Şangay İşbirliği Örgütü sınır güvenliği, büyüyen enerji ihtiyacı ve Soğuk Savaş sonrası meydana gelen stratejik ortam nedeniyle oluşmuştur. Tek kutuplu dünyaya karşı olan ŞİÖ ülkeleri dünya nüfusunun ciddi bir kısmını temsil etmektedir. Bu yüzden ekonomik alanda ŞİÖ’nün varlığı AB ülkeleri ve ABD tarafından da tehdit niteliği taşımaktadır. Öte yandan AB’yi ekonomide gelişmenin merkezi olarak gösteren senaryolar da yerle yeksan olmuştur. Bugün gördüğümüz üzere AB, krizler içerisinde çırpınır vaziyettedir.
15 Temmuz Amerikancı darbe girişimi adeta turnusol işlevi görerek Türkiye’nin hangi cephede bulunduğunu gözler önüne sermiştir. İlk destek açıklamasını gerçekleştirerek, ilişkileri geliştirmeye çabalayan Çin ve Rusya olmuştur. AB ise darbe girişimine karşı zoraki açıklamalar, destekler iletse dahi örtülü şekilde Türkiye’nin gidişatından rahatsız olduklarını göstermiştir. Bunun haricinde emperyalizm destekli PKK’ya karşı hoşgörülü olan taraf yine AB olmuştur. PKK’nın yasal temsilcisi olan HDP’ye operasyonlar gerçekleştirilince AB ve ABD feryat figan bağırmaya başlamış, Avrupa Parlamentosu Başkanı Martin Schulz şu açıklamayı yapmıştır: “Türk yetkililer, Türkiye’yi sadece demokrasiden uzaklaştırmıyor. Aynı zamanda, AB-Türkiye ilişkilerinin temelini oluşturan değerlere, prensiplere, kural ve kaidelere sırtını dönüyor.” Hemen sonrasında AB ülkelerinin temsilcilerinin içinde bulunduğu 38 diplomat HDP’nin meclis grup toplantısında boy göstererek “demokrasi” savunuculuğu yapmışlardır. Onların gözünde Türkiye’de demokrasi etnik kimliklerin ve mezheplerin birbirine kırdırılması, millet olmayı reddetmesidir; milli devletinin parçalanması, milli ordusunun dağıtılmasıdır.

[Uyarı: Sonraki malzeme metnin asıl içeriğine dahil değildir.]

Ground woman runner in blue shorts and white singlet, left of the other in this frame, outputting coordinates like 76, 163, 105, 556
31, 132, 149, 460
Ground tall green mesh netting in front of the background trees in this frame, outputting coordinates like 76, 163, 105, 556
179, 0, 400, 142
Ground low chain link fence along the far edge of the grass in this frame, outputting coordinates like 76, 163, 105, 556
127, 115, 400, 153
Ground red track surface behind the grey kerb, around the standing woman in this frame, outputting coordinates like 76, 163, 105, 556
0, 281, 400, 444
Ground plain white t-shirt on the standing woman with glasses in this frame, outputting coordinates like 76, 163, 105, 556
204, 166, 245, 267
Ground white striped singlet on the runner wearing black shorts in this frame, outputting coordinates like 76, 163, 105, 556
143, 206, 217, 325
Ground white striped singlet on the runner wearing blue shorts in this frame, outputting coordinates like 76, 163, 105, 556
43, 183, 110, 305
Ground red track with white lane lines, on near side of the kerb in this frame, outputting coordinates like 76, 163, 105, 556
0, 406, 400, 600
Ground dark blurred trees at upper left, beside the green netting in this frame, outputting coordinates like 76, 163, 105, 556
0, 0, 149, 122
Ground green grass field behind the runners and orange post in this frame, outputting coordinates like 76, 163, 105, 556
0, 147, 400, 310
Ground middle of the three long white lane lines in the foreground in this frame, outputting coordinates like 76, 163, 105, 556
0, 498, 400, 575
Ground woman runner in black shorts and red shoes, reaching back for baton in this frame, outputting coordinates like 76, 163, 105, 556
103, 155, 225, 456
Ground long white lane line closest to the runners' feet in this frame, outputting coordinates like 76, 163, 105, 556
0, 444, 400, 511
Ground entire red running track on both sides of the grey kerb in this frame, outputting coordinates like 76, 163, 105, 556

Bölgemizde bağımsız devlet olarak attığımız önemli adımlardan bir tanesidir Sadabat Paktı. Türkiye, İran, Irak ve Afganistan sınır sorunlarının çözümü ve bağımsızlıklarının teminatı için bu paktı oluşturmuştur. Bugün ise ABD ve AB ekseninin belirsizlikler ve çıkmazlarda olduğu bir zeminde Şangay İşbirliği Örgütü’nü tartışıyoruz. AB, Türkiye’yi bölünmüş, dağılmış olarak kabul ederken, ŞİÖ ise bütünleşen Türkiye’ye kapılarını açıyor. Bir yanda sahte demokrasi yalanlarıyla Türkiye’yi kuşatmaya çalışan AB, diğer yanda gerçek demokrasiyi, insan haklarını dünyaya gösteren ŞİÖ. AB ve ŞİÖ bugünün sınıfsal çatışmasını göstermektedir. AB, ezilen ulusları kendi çıkarları doğrultusunda yutmayı amaçlarken, ŞİÖ ezilen ulusların uyanışının ete kemiğe bürünmesidir.
Avrupamerkezci yaklaşım içinde olan yurdumuz yazarları, akademisyenleri, gazetecileriyse kara kara düşünerek Türkiye’nin nereye gittiğini kavrayamamakta, ters giden bir şeylerin olduğunu düşünmektedir. Yıllarca kendileri yanlış şeritte bulunanlar Türkiye’nin doğru şeride geçmesinde terslik görüyorlar. Tarihin çarkı ilerliyor, Avrasya ülkeleri birlik temelinde yumruk gibi kenetleniyor. Bu ilerleyiş kolay engellenemeyecek.